One of the minor problems was that my cell phone had poorer performance inside the car. A little investigation revealed the special heat-control window glass that also hinders radio performance, including cell phone and GPS.
Since my home has marginal cell reception anyway, I wanted better cell performance. I decided to try a cell phone booster, in this case a Wilson Sleek 4G-V (for Verizon). I installed the system today, and did a minor amount of testing.
The booster claims to improve performance in three ways: An antenna outside the car (and those windows!); an amplifier for reception; and a booster for broadcasting. (I am not an expert in this field, and may well make a mess of this, but will be happy to hear any corrections.)
The benefits of an outside antenna are obvious, especially for those of us who have the special glass in our cars. I do not like the antenna provided with the booster! I like the performance improvement, but I do not like the cable running out the rear door and across the roof. I hope to do something about that soon, namely using the rear-bumper antenna built into the S430.
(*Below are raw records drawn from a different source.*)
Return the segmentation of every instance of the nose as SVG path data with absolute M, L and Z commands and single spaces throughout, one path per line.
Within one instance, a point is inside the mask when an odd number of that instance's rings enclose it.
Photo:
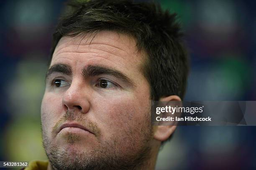
M 87 113 L 90 109 L 90 104 L 88 95 L 84 92 L 87 91 L 78 83 L 72 82 L 63 96 L 64 107 L 70 111 Z

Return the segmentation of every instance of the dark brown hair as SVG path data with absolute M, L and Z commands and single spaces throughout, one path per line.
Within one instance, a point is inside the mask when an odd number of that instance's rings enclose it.
M 189 66 L 176 14 L 153 2 L 127 0 L 73 0 L 67 6 L 53 35 L 51 55 L 63 36 L 104 30 L 128 34 L 147 55 L 143 71 L 152 99 L 172 95 L 183 98 Z

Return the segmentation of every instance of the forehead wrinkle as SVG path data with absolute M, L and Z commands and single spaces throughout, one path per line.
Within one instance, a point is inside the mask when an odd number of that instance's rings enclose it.
M 100 45 L 101 47 L 92 47 L 91 45 Z M 83 49 L 81 49 L 81 48 L 79 48 L 79 46 L 88 46 L 87 48 L 84 48 Z M 93 45 L 94 46 L 95 45 Z M 100 49 L 100 47 L 102 47 L 103 46 L 103 49 Z M 90 45 L 69 45 L 69 46 L 65 46 L 64 47 L 62 47 L 61 48 L 61 49 L 58 50 L 57 51 L 56 51 L 56 52 L 55 52 L 55 55 L 57 55 L 59 54 L 60 53 L 61 53 L 61 52 L 59 53 L 58 52 L 59 52 L 61 50 L 63 50 L 64 48 L 69 48 L 69 49 L 70 48 L 72 48 L 72 46 L 75 46 L 75 47 L 77 47 L 77 46 L 78 47 L 77 48 L 76 48 L 76 50 L 74 50 L 74 49 L 70 49 L 72 51 L 74 51 L 74 52 L 77 52 L 77 53 L 82 53 L 82 52 L 84 52 L 82 51 L 86 51 L 87 50 L 87 49 L 88 49 L 90 51 L 92 51 L 93 50 L 100 50 L 100 51 L 104 51 L 106 52 L 108 52 L 109 53 L 110 53 L 111 54 L 113 54 L 113 55 L 115 55 L 115 56 L 117 56 L 118 57 L 120 57 L 120 56 L 119 55 L 122 55 L 122 56 L 123 56 L 123 55 L 125 55 L 126 54 L 129 54 L 129 53 L 128 52 L 127 52 L 124 51 L 122 49 L 121 49 L 120 48 L 117 48 L 115 47 L 113 47 L 111 45 L 108 45 L 105 44 L 90 44 Z M 107 46 L 107 47 L 105 47 Z M 108 47 L 110 47 L 110 48 L 108 48 Z M 111 49 L 112 48 L 112 49 Z M 115 50 L 115 49 L 118 49 L 118 50 Z M 82 52 L 81 51 L 82 51 Z M 90 51 L 90 52 L 91 52 L 91 51 Z M 115 52 L 116 52 L 116 54 L 115 54 Z M 96 52 L 95 52 L 96 53 Z

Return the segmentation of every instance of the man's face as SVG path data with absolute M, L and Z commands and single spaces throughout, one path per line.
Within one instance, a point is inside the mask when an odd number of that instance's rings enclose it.
M 131 168 L 153 138 L 145 58 L 125 35 L 62 38 L 53 55 L 41 108 L 46 151 L 59 169 Z

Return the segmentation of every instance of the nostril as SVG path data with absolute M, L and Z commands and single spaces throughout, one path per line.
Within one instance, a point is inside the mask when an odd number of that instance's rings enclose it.
M 82 107 L 80 106 L 74 106 L 78 108 L 79 110 L 82 110 Z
The reception amp increases the signal strength, then wirelessly links it to the phone. The phone must be resting in the booster, basically in contact with it. Reception is the only part of the system that I have actually tested so far.
First thing that I learned - bars mean virtually nothing. I found how to measure signal strength on my new phone (Razr Maxx HD), and used that to decide whether the booster actually did anything.
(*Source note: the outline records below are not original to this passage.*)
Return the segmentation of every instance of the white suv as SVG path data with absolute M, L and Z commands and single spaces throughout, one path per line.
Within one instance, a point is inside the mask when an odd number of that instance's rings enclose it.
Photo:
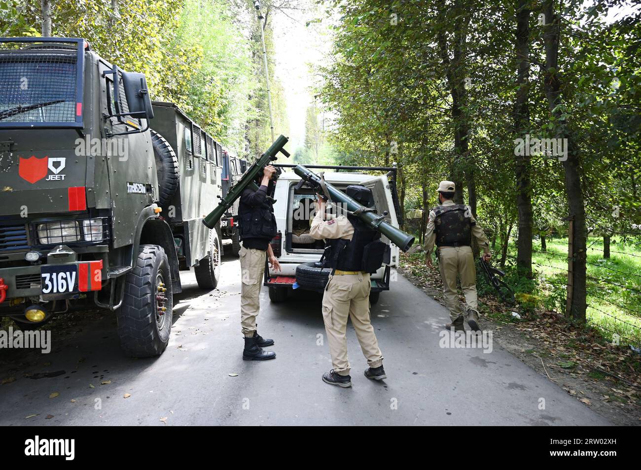
M 295 165 L 276 165 L 283 168 Z M 337 170 L 340 166 L 306 165 L 318 172 L 317 168 Z M 325 181 L 339 190 L 344 190 L 350 184 L 362 184 L 372 190 L 376 210 L 379 214 L 386 214 L 385 220 L 398 227 L 397 218 L 398 206 L 396 196 L 396 168 L 374 166 L 347 166 L 345 169 L 354 172 L 325 173 Z M 360 171 L 385 171 L 387 174 L 372 176 L 356 172 Z M 322 240 L 315 240 L 309 234 L 310 220 L 300 215 L 308 214 L 305 207 L 313 207 L 314 191 L 308 188 L 297 190 L 295 186 L 301 181 L 300 177 L 292 171 L 283 171 L 278 177 L 274 192 L 274 213 L 276 216 L 278 233 L 272 240 L 274 254 L 278 259 L 281 271 L 276 273 L 269 269 L 265 271 L 265 285 L 269 288 L 269 298 L 272 302 L 283 302 L 287 298 L 292 289 L 302 289 L 322 291 L 327 283 L 331 270 L 322 268 L 315 263 L 320 261 L 325 243 Z M 301 206 L 302 205 L 302 206 Z M 329 204 L 330 207 L 331 204 Z M 335 210 L 335 207 L 334 208 Z M 331 209 L 330 209 L 331 211 Z M 384 264 L 372 275 L 371 304 L 376 304 L 381 291 L 389 290 L 391 270 L 397 266 L 399 248 L 389 239 L 381 235 L 381 241 L 389 245 L 388 262 Z

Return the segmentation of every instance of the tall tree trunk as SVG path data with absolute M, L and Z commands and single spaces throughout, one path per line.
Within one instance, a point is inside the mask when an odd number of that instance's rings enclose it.
M 517 0 L 517 89 L 514 128 L 517 137 L 524 138 L 529 128 L 529 0 Z M 517 270 L 532 277 L 532 197 L 530 161 L 528 152 L 516 156 L 517 208 L 519 234 L 517 238 Z M 542 240 L 543 239 L 542 238 Z
M 400 152 L 400 150 L 399 150 Z M 405 193 L 406 188 L 405 187 L 405 172 L 403 171 L 403 158 L 399 158 L 399 165 L 398 165 L 398 172 L 397 175 L 398 175 L 398 181 L 400 183 L 401 189 L 400 193 L 399 193 L 399 206 L 401 209 L 401 216 L 403 221 L 405 220 Z
M 512 221 L 510 222 L 510 225 L 508 227 L 508 231 L 505 234 L 505 238 L 502 240 L 501 247 L 501 267 L 505 267 L 505 260 L 508 257 L 508 247 L 510 245 L 510 234 L 512 232 L 512 228 L 514 226 L 514 223 Z
M 603 236 L 603 258 L 610 258 L 610 235 Z
M 423 213 L 420 217 L 420 241 L 425 243 L 425 230 L 428 226 L 428 219 L 429 217 L 429 195 L 428 193 L 428 182 L 423 179 L 421 184 L 421 190 L 423 197 Z
M 40 0 L 42 13 L 41 34 L 43 37 L 51 35 L 51 0 Z
M 558 74 L 558 47 L 560 36 L 560 19 L 554 10 L 554 0 L 544 0 L 542 12 L 545 17 L 544 44 L 545 50 L 545 65 L 544 86 L 551 114 L 555 122 L 563 122 L 562 117 L 561 81 Z M 579 149 L 574 136 L 567 124 L 562 125 L 556 137 L 567 139 L 567 158 L 563 162 L 565 170 L 565 194 L 567 197 L 569 216 L 574 220 L 572 237 L 572 252 L 569 254 L 573 261 L 572 295 L 568 314 L 581 323 L 585 321 L 585 250 L 587 248 L 585 207 L 581 182 L 581 163 Z

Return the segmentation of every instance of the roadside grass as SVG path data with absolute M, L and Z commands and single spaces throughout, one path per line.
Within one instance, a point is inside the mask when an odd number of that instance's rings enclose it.
M 613 239 L 610 258 L 603 259 L 603 238 L 590 238 L 587 254 L 588 321 L 604 337 L 618 334 L 621 344 L 641 346 L 641 241 Z M 564 312 L 567 281 L 567 239 L 535 241 L 532 255 L 540 296 L 547 308 Z M 516 255 L 513 246 L 510 254 Z M 518 291 L 518 289 L 516 289 Z

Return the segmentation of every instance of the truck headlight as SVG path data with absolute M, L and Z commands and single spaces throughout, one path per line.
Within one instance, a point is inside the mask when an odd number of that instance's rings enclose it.
M 36 230 L 38 239 L 42 245 L 65 243 L 68 241 L 78 241 L 80 239 L 78 223 L 72 220 L 38 223 Z
M 82 221 L 85 241 L 102 241 L 104 238 L 102 219 L 85 219 Z

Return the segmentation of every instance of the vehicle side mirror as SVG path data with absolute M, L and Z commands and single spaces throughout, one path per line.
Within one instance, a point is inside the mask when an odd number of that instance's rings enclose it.
M 129 104 L 129 112 L 132 117 L 154 118 L 154 109 L 151 106 L 147 79 L 144 74 L 137 72 L 122 72 L 122 88 Z
M 125 72 L 117 65 L 114 65 L 113 69 L 103 72 L 103 74 L 112 75 L 113 86 L 112 99 L 115 109 L 110 109 L 110 117 L 117 118 L 121 124 L 135 129 L 112 133 L 110 136 L 146 131 L 149 128 L 149 119 L 154 117 L 154 110 L 144 74 L 136 72 Z M 140 122 L 135 122 L 133 119 L 127 119 L 127 117 L 144 119 L 146 126 L 144 129 L 141 129 Z

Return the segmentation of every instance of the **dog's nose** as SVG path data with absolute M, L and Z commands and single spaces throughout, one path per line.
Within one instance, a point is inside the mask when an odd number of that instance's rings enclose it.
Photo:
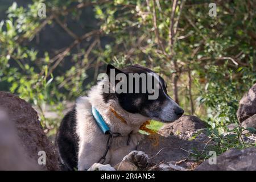
M 178 107 L 175 109 L 174 112 L 178 117 L 180 117 L 182 115 L 182 114 L 183 114 L 184 110 L 181 108 Z

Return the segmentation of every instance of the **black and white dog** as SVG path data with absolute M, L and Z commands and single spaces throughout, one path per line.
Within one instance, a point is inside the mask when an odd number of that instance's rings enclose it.
M 112 71 L 116 78 L 113 84 L 110 81 Z M 140 76 L 143 74 L 153 78 L 146 77 L 143 80 L 143 77 Z M 138 85 L 136 85 L 136 80 L 132 81 L 135 77 L 133 75 L 141 81 L 137 82 Z M 61 123 L 56 144 L 61 162 L 67 169 L 88 169 L 93 164 L 91 169 L 98 168 L 111 170 L 113 168 L 110 165 L 114 166 L 127 158 L 139 166 L 144 166 L 147 162 L 147 155 L 134 151 L 143 137 L 138 133 L 141 126 L 148 119 L 171 122 L 184 113 L 168 95 L 163 79 L 150 69 L 134 65 L 119 69 L 108 65 L 106 76 L 92 88 L 88 97 L 80 97 L 77 100 L 72 110 L 67 114 Z M 120 86 L 121 81 L 125 84 L 119 90 L 123 92 L 117 92 L 115 86 L 118 84 Z M 152 90 L 145 89 L 150 83 L 157 86 Z M 149 99 L 150 96 L 155 96 L 157 97 L 154 99 Z M 119 134 L 119 136 L 113 139 L 103 163 L 110 165 L 97 163 L 104 155 L 109 137 L 97 125 L 92 106 L 97 109 L 112 133 Z

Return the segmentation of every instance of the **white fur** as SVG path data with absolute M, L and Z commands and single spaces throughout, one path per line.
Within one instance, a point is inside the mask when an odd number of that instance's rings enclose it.
M 92 105 L 102 116 L 112 132 L 119 133 L 122 136 L 113 139 L 105 164 L 112 166 L 121 161 L 124 156 L 135 150 L 142 135 L 138 133 L 141 125 L 149 118 L 139 114 L 131 114 L 121 108 L 117 101 L 105 103 L 101 93 L 104 80 L 93 86 L 88 97 L 80 97 L 76 102 L 76 133 L 79 138 L 78 169 L 88 169 L 97 163 L 106 149 L 108 135 L 102 134 L 92 114 Z M 127 124 L 122 123 L 110 110 L 110 106 L 123 117 Z M 133 131 L 130 142 L 126 145 L 128 134 Z

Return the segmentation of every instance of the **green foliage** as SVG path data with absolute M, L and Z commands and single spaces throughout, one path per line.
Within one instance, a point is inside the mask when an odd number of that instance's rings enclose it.
M 160 73 L 170 95 L 174 78 L 178 77 L 180 105 L 187 114 L 210 125 L 209 135 L 220 143 L 218 154 L 246 147 L 238 139 L 241 129 L 233 131 L 236 136 L 222 135 L 228 124 L 237 123 L 239 100 L 256 82 L 252 1 L 218 3 L 217 16 L 210 17 L 208 3 L 177 1 L 173 19 L 172 2 L 33 1 L 24 7 L 14 3 L 0 22 L 0 89 L 35 105 L 46 131 L 54 134 L 65 102 L 85 94 L 103 64 L 123 67 L 138 63 Z M 46 17 L 38 15 L 42 2 Z M 82 15 L 90 12 L 93 23 L 85 22 Z M 71 20 L 82 27 L 71 27 Z M 172 22 L 175 34 L 170 43 Z M 47 51 L 35 46 L 42 30 L 58 26 L 65 34 L 54 40 L 69 36 L 73 39 L 69 46 L 63 43 L 58 50 Z M 92 30 L 100 33 L 84 39 L 77 33 L 86 35 Z M 57 112 L 57 121 L 44 117 L 47 105 Z M 160 127 L 157 122 L 151 126 Z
Sitting in my drive, phone in the car as usual (no booster used), I saw fluctuating readings for 4G (or LTE) reception, such as -112dBm, -106dBm, -103dBm, etc.
The dBm scale is logarithmic, which means that 3 dBm doubles or halves the field strength. Lower numbers are better.
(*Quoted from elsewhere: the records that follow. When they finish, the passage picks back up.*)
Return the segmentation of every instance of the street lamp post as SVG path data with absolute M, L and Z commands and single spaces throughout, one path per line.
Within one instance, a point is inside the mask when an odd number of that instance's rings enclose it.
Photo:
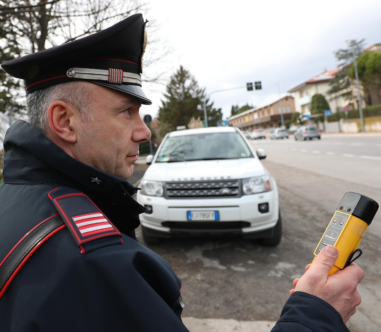
M 350 39 L 344 39 L 347 42 L 350 42 Z M 353 65 L 355 67 L 355 77 L 356 78 L 356 83 L 357 89 L 357 104 L 359 104 L 359 112 L 360 113 L 360 121 L 361 124 L 361 131 L 365 131 L 364 129 L 364 119 L 362 117 L 362 103 L 361 102 L 361 94 L 360 92 L 360 82 L 359 81 L 359 72 L 357 69 L 357 61 L 356 59 L 356 48 L 353 46 L 352 48 L 352 56 L 353 57 Z
M 279 111 L 280 112 L 280 121 L 282 123 L 282 127 L 285 126 L 284 120 L 283 119 L 283 113 L 282 111 L 282 98 L 280 95 L 280 88 L 279 86 L 279 82 L 275 82 L 274 84 L 278 86 L 278 92 L 279 94 Z
M 204 99 L 204 117 L 205 119 L 205 127 L 208 127 L 208 117 L 207 115 L 207 99 L 210 97 L 210 95 L 213 93 L 215 93 L 216 92 L 222 92 L 224 91 L 228 91 L 230 90 L 237 90 L 237 89 L 242 89 L 243 88 L 246 88 L 246 86 L 239 86 L 238 88 L 231 88 L 229 89 L 223 89 L 222 90 L 216 90 L 215 91 L 212 91 L 209 94 L 207 95 L 205 97 L 205 98 Z

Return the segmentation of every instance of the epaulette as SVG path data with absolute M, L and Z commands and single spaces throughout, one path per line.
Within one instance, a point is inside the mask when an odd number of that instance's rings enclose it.
M 123 243 L 117 228 L 82 192 L 60 187 L 48 195 L 82 254 Z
I slipped the phone into the booster, and the numbers instantly changed. I still saw fluctuating readings for 4G/LTE reception, but now the numbers were -93dBm, -91dBm, -89dBm, -87dBm, etc. This gave an improvement of -10 to -15dBm. A -10 dBm improvement is roughly 10 times stronger, a -15dBm improvement is roughly 30 times stronger. The reception bars on the phone display sometimes showed one more bar, sometimes not. The Command phone display never changed, even with 30 times the field strength.
I repeated the brief tests on the 3G network. Reception is reportedly better on the slower network, and the numbers supported that. With no booster in use, I saw readings of -88dBm and -89dBm pretty consistently. When I slipped the phone into the booster, the readings immediately went to -66dBm, -68dBm, -65dBm, -64dBm, etc. This gave an improvement of about 21dBm, or a level 128 times stronger on the 3G network. Again, the improvement was not shown by changes in the reception bars in the phone or car displays - one bar most of the time, occasionally two bars on the phone, none on the Command display.
If I were depending upon the bar display, I would have immediately packed the Wilson up and sent it back! The phones testing display showed a very different picture, and I am confident that the booster does what it claims for reception.
I haven't tested broadcasting, and am not sure that I can. The claimed improvement will be easier for the booster to achieve, though. From what I could find, a hand-held usually puts out less than 100mW. The Wilson puts out 1.8 Watts...
I pulled everything out of the phone compartment in the center armrest except for the puck and its holder. The puck, booster and cell phone fit nicely, and I can pop the small lid open to operate the phone if necessary. (I use the Voice Command system for the phone.)
Next project is to get the booster hooked to the car's antenna, so I can get rid of the tacky cable on the roof.